Morador de rua explica por que escolheu Ipanema: ‘tem ótimos livros no lixo daqui’

Entre os poucos pertences de André Vieira, de 38 anos, há um exemplar de “É fácil matar”, uma das histórias de Agatha Christie. Ele nunca havia ouvido falar da escritora, famosa pelos romances policiais, mas tem se entretido com a história. André lê em sua cama improvisada na Praça General Osório, em Ipanema, Zona Sul do Rio, e encontrou o exemplar no lixo.

Foto: Extra/Globo
Foto: Extra/Globo

Ele é um dos moradores de rua que vivem no bairro e que, se depender de uma campanha no Facebook, não receberá mais ajuda de ninguém. Uma página na rede social estimula que moradores do bairro criem constrangimento a quem decida dar esmola a pessoas em situação de rua. O texto argumenta que essa população não nasceu no bairro e que só volta para Ipanema porque há pessoas que dão esmola e comida.

“Pessoal, a Superintedência da Zona Sul e a Guarda Municipal do Rio de Janeiro têm retirado estas pessoas e encaminhado a abrigos, mas vocês percebem que eles sempre voltam? Não vão para Santa Cruz, nem para Nova Iguaçu, Campo Grande, eles vem para Ipanema. Por que será? Nascer aqui eles não nasceram. Vem porque tem algo de bom. Esse algo de bom são as pessoas que dão esmola e comida”, argumenta a página Alerta Ipanema.

A proposta do texto, portanto, é fazer com que quem estiver ajudando um morador de rua seja constrangido com a “gritaria” até que pare de ajudar.

“Eu já faço, mas precido da ajuda de vocês. Quando virem alguém dando comida ou esmola, chamem atenção, façam gritaria, mostrem a todos que estiverem passando, que aquela pessoa tá contribuindo pra que tenhamos mais mendigos nas ruas do bairro. Só assim ficam constrangidos e param”, diz o texto.

Na imagem do post, um homem negro segura uma placa dizendo que o dinheiro de quem dá esmola o mantém na rua o dia inteiro.

— O lixo de Ipanema é ótimo para livros — comenta André, que não se assusta com a polêmica — Eu entendo quem não quer dar dinheiro para morador de rua. É verdade que nem todo mundo usa bem o dinheiro. Mas dar comida eu não vejo problema.

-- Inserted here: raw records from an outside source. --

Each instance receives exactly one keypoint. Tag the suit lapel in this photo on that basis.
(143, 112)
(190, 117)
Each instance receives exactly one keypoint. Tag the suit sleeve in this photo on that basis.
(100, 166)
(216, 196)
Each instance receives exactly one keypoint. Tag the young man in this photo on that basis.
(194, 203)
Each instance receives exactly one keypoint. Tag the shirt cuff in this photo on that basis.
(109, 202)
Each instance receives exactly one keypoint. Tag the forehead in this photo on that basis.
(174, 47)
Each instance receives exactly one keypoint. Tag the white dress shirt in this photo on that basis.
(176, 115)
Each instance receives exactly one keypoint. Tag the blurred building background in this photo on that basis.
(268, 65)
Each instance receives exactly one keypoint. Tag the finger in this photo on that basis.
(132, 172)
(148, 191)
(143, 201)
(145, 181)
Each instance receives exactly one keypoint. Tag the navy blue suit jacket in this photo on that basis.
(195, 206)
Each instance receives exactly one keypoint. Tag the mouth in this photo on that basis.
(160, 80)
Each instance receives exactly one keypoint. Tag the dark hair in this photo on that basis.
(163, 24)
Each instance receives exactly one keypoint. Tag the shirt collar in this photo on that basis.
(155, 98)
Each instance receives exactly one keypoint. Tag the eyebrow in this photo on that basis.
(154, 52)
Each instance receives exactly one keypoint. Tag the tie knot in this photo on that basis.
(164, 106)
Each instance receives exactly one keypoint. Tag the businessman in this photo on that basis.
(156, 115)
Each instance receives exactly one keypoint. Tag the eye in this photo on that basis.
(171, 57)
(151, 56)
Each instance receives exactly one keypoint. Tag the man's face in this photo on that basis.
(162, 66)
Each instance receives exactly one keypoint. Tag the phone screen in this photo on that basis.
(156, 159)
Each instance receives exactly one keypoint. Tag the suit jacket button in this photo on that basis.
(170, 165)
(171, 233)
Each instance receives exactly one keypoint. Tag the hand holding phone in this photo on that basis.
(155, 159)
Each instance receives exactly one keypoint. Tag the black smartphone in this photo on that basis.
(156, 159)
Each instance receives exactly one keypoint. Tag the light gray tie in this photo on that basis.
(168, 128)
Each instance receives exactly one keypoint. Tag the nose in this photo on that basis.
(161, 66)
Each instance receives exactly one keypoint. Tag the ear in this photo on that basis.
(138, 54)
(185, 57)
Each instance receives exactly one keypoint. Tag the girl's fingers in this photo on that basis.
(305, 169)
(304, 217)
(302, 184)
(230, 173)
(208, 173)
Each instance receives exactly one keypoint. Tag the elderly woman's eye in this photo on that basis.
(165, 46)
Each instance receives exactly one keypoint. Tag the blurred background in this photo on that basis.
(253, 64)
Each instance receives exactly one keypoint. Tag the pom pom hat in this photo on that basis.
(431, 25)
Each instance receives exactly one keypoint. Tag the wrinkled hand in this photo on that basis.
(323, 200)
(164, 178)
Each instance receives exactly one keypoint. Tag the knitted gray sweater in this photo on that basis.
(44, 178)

André trabalha montando barracas de praia. No verão, consegue R$ 40 por dia. No inverno, paga o almoço — o que já é uma vitória. Ele nasceu em Niterói e, há sete anos, foi viver sob marquises após se viciar em crack. Largou a droga quando percebeu que havia perdido casa, mãe e os cinco filhos, mas não voltou para a família. Por orgulho, diz. Quer primeiro se estabilizar num emprego (está tirando os documentos e buscando oportunidade) para depois retornar.

— Aqui em Ipanema é menos perigoso do que em outras partes da cidade. Só às vezes que a gente sofre com preconceito e com covardia. O problema é quando os playboys bebem e querem bater na gente — conta.

Na rua, André construiu família. Tem mulher (que conheceu quando viveu pelas marquises do Centro) e agora cuida de um cachorro, filhote de pitbull que foi abandonado na General Osório. Um menino, também morador de rua, chama André de pai.

— Eu cuido dele às vezes e ele fala isso por aí — explica.

Depois da repercussão negativa do post, o moderador da página Alerta Ipanema decidiu apagar a postagem. A polêmica, no entanto, se espalhou por Ipanema.

— A gente fica numa situação complicada. Tem cada vez mais gente debaixo da marquise. Tem quem precise mesmo, dá para ver isso. Mas tem gente que não quer nada e fica pedindo — pondera o morador Marcos Vinícius dos Santos — Quando eu vejo criança, não dá para não ajudar. Mesmo sabendo que, às vezes, são as mães que botam eles para trabalharem pedindo dinheiro.